(HOST) Where do we stand now in Vermont after this year’s scientific reports on global warming? Commentator Alan Betts says it is time to change direction.
(BETTS) Sorting through files this week, I found my notes for the 1990 meeting in Burlington of the National Governors Association Global Warming Task Force with Madeline Kunin. Now, seventeen years later, Vermonters are finally beginning to grasp what’s coming. At our present rate of burning fossil fuels, the earth’s climate will warm by the end of the century by about five degrees Fahrenheit, and Vermont will warm about ten degrees Fahrenheit. But we could cut this in half, if we start the shift away from fossil fuels, now.
What does this really mean for Vermont? We use a lot of gas for transportation, as well as heating oil or natural gas to keep warm in winter, and the prices keep going up. Not only are the days of cheap oil over, but as global demand for oil keeps rising, prices may climb to more than a hundred dollars a barrel. Yet most of our houses leak heat in winter, and our cars slurp gasoline, as if it were still fifty-cents a gallon! So if we really want to get serious about energy efficiency, we need efficient cars and well insulated homes. Cars can last ten years and homes more than fifty years, so what we build now matters for a very long time.
Let’s start with transportation. When my wife and I bought our hybrid car two years ago, people were still scoffing that they weren’t worth the extra cost. Now we are saving a thousand dollars a year in gas, and putting seven thousand fewer pounds of carbon dioxide into the air. Furthermore, Vermont could grow enough biofuels in ten years to power a whole fleet of efficient cars, but not the present low-mileage vehicles that we now drive! It’s scandalous that U.S. automobile manufacturers are fighting Vermont’s new high auto-efficiency standards in court.
Now, despite the expectation that winters will get warmer this century, we’ll still need to heat our houses and businesses. We must retrofit our old homes with more insulation and better windows, and new construction should be super-insulated. In our cities, we need district-heating powered by wood-fired electric co-generation. All this will take investment. That is why we need a well-funded energy efficiency utility for heating. The legislature made an effort to draft a bill this year, but people objected to a modest one-cent efficiency charge on heating oil, and eventually the governor vetoed the amended bill anyway.

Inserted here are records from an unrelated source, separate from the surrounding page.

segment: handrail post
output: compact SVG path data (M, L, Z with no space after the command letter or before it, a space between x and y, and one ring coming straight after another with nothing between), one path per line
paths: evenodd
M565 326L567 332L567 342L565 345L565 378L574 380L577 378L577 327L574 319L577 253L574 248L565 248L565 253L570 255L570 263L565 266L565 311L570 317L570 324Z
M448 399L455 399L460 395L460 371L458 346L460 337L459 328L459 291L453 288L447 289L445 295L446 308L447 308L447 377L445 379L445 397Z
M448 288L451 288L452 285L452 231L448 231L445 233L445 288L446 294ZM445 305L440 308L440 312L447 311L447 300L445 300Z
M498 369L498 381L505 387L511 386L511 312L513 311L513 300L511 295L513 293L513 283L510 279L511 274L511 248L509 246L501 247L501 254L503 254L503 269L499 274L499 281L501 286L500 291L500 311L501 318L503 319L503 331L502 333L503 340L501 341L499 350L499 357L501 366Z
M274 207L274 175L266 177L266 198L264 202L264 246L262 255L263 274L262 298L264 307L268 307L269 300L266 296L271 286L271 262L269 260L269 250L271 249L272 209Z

Vermont, it’s time to get real. So now it’s summer, but we all know that cold weather will return all too soon, and that the cost of heating oil has doubled in only the last two years. Seven years ago, Vermont led the way with Efficiency VT for electricity, and now other states in the Northeast are following. We need to follow our own good example, and invest in efficiency measures for all of our energy needs. Reduced demand will reduce the upward pressure on prices. Vermonters will save money; our homes will be less drafty in winter; and Vermont’s children; streams, lakes, maple forests, and the earth we love, will all be grateful.
Alan Betts is president of the Vermont Academy of Science and Engineering.